Aujourd’hui, quelle est la situation de la diaspora sénégalaise ?

Avec cette situation de crise économique, dans l’ensemble, les Sénégalais de l’extérieur vivent, pour la plupart, dans des difficultés parce qu’il y a l’échec de l’intégration structurelle. C’est la participation aux différentes instances de la vie collective autrement dit l’ouverture dans le monde du travail. Avec la crise économique, la priorité pour la plupart ce sont les autochtones. Aujourd’hui, malheureusement, les Sénégalais de l’extérieur vivent des situations extrêmement difficiles. Mais, la situation qui m’a le plus frappée, c’est que beaucoup de Sénégalais sont dans des situations de dépression et sans assistance. A l’étranger on voit des Sénégalais sans abris qui vivent dans une précarité totale et qui, malheureusement, ne bénéficient d’aucune assistance spécifique. C’est l’exemple, il y a quelques temps d’un Sénégalais tué en France parce qu’il était considéré comme un forcené. Ce genre de situation existe dans beaucoup de pays parce que simplement, ils sont laissés à eux-mêmes, sans aucune assistance. Cela montre le manque de politique migratoire et d’assistance qu’il faut aujourd’hui, au regard de ces Sénégalais-là, en difficulté dans les pays d’accueil.
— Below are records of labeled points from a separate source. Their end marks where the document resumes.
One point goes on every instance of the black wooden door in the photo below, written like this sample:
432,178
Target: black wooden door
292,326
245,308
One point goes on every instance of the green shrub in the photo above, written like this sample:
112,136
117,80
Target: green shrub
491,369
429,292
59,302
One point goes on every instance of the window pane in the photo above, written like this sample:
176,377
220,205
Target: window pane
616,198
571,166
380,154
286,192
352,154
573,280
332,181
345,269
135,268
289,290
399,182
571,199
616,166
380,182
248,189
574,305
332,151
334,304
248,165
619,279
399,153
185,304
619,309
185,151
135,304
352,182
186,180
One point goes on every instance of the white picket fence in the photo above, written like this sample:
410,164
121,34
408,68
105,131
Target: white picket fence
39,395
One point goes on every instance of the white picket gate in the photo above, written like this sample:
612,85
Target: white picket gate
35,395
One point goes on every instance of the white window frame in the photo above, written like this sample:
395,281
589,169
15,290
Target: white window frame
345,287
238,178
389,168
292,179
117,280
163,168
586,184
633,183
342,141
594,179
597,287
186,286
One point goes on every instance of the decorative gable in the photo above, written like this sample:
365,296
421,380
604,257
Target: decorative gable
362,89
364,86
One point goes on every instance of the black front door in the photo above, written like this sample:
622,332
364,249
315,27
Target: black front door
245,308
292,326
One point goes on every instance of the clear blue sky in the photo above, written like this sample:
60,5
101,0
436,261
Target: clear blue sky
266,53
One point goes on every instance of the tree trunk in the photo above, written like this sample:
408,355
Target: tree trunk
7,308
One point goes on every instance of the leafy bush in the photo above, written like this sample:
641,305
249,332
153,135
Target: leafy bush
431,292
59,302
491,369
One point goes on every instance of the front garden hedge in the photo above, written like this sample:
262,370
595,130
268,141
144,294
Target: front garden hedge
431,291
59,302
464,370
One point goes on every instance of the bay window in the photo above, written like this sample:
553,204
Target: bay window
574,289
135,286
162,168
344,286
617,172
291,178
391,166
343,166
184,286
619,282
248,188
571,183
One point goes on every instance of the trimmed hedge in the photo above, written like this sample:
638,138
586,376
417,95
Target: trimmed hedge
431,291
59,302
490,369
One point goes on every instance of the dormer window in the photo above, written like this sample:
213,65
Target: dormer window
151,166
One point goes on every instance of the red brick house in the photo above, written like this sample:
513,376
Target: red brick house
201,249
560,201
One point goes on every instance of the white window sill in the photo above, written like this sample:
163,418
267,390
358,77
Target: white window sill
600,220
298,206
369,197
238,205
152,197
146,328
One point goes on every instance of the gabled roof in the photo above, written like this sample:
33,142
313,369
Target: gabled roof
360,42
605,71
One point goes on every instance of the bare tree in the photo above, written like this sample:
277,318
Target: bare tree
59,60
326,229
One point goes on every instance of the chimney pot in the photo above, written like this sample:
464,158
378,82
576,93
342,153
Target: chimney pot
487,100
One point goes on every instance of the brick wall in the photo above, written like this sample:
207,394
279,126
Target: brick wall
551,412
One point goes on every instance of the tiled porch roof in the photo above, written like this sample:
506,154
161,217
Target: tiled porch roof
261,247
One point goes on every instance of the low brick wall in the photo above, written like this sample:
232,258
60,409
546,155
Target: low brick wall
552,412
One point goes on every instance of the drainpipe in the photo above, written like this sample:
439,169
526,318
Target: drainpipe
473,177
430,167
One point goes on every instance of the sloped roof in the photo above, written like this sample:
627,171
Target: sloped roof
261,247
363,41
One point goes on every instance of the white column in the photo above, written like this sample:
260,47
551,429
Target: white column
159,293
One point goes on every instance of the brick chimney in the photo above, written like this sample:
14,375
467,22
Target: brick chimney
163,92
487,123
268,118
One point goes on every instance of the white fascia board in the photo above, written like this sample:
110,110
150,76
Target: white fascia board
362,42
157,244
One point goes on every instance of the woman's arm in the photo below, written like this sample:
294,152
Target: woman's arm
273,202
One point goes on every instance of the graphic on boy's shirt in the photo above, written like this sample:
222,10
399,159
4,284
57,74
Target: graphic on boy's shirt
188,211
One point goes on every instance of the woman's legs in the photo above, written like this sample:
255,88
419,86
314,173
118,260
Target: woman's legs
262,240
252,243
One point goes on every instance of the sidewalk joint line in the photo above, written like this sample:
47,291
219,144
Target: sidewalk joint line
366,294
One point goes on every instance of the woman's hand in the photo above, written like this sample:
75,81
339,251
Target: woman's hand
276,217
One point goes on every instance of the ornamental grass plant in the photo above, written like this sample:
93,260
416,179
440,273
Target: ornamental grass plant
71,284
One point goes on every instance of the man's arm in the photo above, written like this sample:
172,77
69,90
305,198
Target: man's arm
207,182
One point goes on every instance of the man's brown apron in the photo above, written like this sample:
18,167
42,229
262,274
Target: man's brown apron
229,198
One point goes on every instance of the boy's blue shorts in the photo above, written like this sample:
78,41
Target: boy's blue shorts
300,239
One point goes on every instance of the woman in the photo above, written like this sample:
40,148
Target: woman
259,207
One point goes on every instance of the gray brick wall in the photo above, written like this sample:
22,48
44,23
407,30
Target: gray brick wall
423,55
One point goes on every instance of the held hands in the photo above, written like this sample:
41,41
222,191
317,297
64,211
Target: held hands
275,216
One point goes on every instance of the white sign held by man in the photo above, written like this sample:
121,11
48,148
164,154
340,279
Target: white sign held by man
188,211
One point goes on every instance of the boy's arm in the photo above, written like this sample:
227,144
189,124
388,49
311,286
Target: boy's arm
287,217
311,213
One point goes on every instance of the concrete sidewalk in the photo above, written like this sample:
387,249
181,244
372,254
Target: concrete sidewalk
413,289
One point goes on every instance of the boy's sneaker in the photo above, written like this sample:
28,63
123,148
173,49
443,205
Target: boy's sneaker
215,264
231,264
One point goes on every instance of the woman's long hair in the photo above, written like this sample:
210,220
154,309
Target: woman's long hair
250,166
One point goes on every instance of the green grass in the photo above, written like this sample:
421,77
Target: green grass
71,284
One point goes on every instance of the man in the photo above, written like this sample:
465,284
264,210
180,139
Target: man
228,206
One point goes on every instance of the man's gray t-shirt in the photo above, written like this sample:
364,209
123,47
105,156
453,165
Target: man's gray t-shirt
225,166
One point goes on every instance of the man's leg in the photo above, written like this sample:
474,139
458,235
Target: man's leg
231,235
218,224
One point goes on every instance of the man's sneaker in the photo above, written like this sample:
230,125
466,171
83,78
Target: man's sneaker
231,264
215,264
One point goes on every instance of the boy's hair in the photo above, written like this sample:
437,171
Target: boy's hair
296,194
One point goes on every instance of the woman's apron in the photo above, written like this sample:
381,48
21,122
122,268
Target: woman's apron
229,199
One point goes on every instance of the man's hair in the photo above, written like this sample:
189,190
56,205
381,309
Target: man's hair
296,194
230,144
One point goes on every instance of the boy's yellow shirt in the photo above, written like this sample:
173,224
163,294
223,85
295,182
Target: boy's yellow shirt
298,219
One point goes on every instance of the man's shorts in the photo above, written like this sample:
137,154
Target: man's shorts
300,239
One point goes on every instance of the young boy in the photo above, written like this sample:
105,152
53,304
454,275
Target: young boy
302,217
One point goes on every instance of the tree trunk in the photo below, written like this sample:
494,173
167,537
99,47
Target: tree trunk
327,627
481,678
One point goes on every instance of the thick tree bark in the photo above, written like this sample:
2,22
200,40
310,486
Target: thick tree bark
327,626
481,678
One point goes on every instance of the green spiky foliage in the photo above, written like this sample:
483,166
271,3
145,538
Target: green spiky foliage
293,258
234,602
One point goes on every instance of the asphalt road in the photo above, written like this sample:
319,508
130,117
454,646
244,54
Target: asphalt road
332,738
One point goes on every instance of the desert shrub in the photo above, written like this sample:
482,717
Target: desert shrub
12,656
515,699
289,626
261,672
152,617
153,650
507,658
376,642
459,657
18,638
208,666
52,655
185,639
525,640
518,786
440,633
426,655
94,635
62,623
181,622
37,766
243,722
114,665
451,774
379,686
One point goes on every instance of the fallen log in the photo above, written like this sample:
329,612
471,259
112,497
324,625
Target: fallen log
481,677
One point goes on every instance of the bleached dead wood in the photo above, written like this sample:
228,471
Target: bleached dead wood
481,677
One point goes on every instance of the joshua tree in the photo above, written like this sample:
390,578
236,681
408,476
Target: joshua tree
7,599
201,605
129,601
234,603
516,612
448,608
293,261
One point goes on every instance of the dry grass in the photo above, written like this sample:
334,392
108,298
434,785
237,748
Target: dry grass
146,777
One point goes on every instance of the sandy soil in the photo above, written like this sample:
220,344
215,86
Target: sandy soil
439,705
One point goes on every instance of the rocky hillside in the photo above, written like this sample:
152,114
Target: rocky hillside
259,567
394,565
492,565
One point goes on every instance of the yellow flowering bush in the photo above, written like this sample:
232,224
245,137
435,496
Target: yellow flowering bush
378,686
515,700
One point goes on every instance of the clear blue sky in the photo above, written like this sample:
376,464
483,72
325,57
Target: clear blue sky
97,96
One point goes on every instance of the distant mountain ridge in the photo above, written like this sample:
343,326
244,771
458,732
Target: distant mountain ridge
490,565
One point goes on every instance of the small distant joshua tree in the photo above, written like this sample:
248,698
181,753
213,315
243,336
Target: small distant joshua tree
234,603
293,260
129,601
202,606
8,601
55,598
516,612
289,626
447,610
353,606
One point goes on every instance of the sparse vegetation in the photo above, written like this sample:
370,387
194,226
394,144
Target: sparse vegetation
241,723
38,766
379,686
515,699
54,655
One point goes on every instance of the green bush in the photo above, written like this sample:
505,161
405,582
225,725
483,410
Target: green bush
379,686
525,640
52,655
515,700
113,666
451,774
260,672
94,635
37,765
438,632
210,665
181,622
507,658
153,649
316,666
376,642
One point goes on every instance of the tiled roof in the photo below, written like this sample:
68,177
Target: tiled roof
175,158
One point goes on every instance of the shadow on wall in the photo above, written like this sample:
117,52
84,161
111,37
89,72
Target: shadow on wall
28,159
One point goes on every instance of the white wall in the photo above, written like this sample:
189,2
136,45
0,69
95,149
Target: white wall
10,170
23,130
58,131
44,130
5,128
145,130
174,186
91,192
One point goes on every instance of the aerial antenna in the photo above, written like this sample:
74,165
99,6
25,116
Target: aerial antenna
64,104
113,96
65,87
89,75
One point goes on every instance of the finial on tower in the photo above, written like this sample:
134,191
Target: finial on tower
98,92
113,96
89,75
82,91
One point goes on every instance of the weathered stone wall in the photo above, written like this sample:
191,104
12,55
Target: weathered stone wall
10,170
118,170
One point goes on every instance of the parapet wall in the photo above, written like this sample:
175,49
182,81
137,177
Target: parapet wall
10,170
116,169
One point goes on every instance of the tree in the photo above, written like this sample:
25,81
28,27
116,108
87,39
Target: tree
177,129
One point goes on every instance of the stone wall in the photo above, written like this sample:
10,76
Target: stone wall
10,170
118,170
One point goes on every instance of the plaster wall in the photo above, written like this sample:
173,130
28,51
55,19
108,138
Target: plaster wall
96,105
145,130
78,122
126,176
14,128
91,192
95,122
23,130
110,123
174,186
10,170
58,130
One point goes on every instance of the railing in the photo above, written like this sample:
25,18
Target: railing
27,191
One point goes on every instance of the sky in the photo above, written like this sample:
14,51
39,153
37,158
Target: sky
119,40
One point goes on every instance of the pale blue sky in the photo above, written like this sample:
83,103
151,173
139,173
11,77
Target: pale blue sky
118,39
Qu’est ce qui explique cette situation de précarité dans laquelle vivent nos compatriotes ?

Cela s’explique par un l’échec des politiques migratoires des pays d’accueil. Cependant, il y a deux types d’intégration. Il s’agit de l’intégration structurelle qui est la participation aux différentes instances de la vie collective. Autrement dit, l’ouverture qu’il devrait y avoir dans le monde du travail. Dernièrement un Sénégalais du nom de Mor Sylla a été tué en Espagne. Les gens ont parlé de contrefaçon et qu’il a été projeté. Mais, ils ne doivent pas dire aux émigrés que vous n’avez pas le droit de vivre sous prétexte qu’ils n’ont pas de papiers. C’est ce phénomène qu’il faut combattre. Ils sont à l’étranger, ils n’ont pas de boulot parce qu’ils n’ont pas de papiers. Ils sont venus par la mer et vivent des situations difficiles et il n’y a aucune assistance spécifique ni intégration. L’Etat aurait pu avec une bonne politique migratoire, faire de sa diaspora le moteur de son économie avec la valorisation des produits made in Sénégal. J’ai eu mal quand je suis entré dans un supermarché et que j’ai acheté une mangue à 4 euros (2620Fcfa). Donc, cela montre que nous avons beaucoup de choses à valoriser. Et aujourd’hui, l’Etat du Sénégal aurait pu s’appuyer sur ses fils dispersés avec une bonne politique migratoire, les intégrer et exploiter leurs potentialités pour booster l’économie du Sénégal. Malheureusement, tel n’est pas le cas et les sénégalais de la diaspora vivent le martyr.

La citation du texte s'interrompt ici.